Si la fusion des deux marques en une seule n’est pas à l’ordre du jour, le risque de ratage n’est pas nul pour autant. On sait par expérience que réussir une fusion-acquisition est difficile, a fortiori lorsque les entreprises appartiennent à deux cultures différentes. Pour Adidas-Reebok, il s’agira de retenir les leçons des déboires de Daimler Chrysler, où Daimler a notamment manqué d’humilité envers son partenaire américain. En ne traitant par sur un pied d’égalité (même si c’était bien Daimler qui rachetait Chrysler) et en sous-estimant les différences culturelles, notamment en terme de management, les employés du constructeur de Detroit se sont braqués avec pour conséquence de faire de la fusion un demi-échec. Les fusions réussies existent également comme en témoigne l’Alliance Renault Nissan. Le succès mis en place par Carlos Ghosn reposait entre autres sur la formation de petites équipes, transversales et multi-culturelles mais aussi sur un respect mutuel de l’autre. Si les différences culturelles entre la France et les Etats-Unis ne sont peut-être pas aussi fortes qu’entre la France et le Japon, elles ne sauraient en aucun cas être sous-estimées, le facteur humain restant décisif comme toujours dans les fusions.

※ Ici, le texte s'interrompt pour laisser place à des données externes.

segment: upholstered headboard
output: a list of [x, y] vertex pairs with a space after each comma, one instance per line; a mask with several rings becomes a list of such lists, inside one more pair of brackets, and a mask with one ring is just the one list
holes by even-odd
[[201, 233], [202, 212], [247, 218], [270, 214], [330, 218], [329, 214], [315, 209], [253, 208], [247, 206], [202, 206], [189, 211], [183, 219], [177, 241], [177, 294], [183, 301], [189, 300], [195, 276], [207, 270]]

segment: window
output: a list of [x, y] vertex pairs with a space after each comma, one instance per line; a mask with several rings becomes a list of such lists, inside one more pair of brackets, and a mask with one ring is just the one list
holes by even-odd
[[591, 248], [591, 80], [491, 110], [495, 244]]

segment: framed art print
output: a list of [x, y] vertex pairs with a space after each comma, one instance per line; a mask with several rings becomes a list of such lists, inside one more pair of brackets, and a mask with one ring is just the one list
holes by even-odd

Pour le deuxième groupe mondial d’équipement sportif, un objectif commun motivant serait de rattraper Nike. Objectif difficile s’il en est car la firme de Beaverton est constamment innovante et très réactive. Pour réussir ce pari, Adidas-Reebok devra augmenter sérieusement ses ventes aux Etats-Unis – et dans une certaine mesure en Asie – et profiter au mieux des moteurs de croissance du marché de la chaussure et des articles de sport, à savoir le « streetwear » et le « women’s business ».

J. H.

Sources : Sites Internet d’Adidas, Reebok, Nike, SportGuide, Sporting Goods Intelligence, AFP.